Former colleages of Ex-NYC Mayor Rudy Giuliani, a close adviser to President Donald Trump, now fear he could be named in a future indictment connected to the mushrooming impeachment scandal.
A whistleblower's complaint released this week details a trip in late July in which Giuliani traveled to Spain to meeting an adviser to the Ukrainian president about a plan to investigate Joe Biden.
Several former Giuliani colleagues told NBC News they believe it should appear in a future indictment.
Several legal experts who used to work with the former U.S. attorney-turned New York City mayor-turned chief President Donald Trump defender told NBC News they believe his conduct likely broke the law.
"This is certainly not the Giuliani that I know," Jeffrey Harris, who worked as Giuliani’s top assistant when he was at the Justice Department in the President Ronald Reagan administration, told NBC. "I think the Giuliani that I know would prosecute the Giuliani of today."

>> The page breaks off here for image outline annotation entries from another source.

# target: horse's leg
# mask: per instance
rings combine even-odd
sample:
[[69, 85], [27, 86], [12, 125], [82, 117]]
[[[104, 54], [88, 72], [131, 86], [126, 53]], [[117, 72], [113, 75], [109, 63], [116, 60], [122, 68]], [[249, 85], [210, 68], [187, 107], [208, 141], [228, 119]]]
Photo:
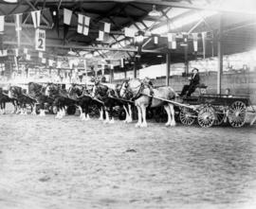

Other ex-DOJ attorneys told NBC that they believe Giuliani has potentially exposed himself to a range of offenses — from breaking federal election laws to bribery to extortion — through his efforts to assist the Ukrainians in probing Biden, Trump’s top political opponent.
"There’s a whole apparatus of the United States government that’s set up to deal with foreign officials and Rudy Giuliani’s not one of them," said Harris, now a lawyer in private practice in Washington D.C.
"To the extent that you could look at this as using government resources for your benefit, there are a number of crimes that this conduct would answer to."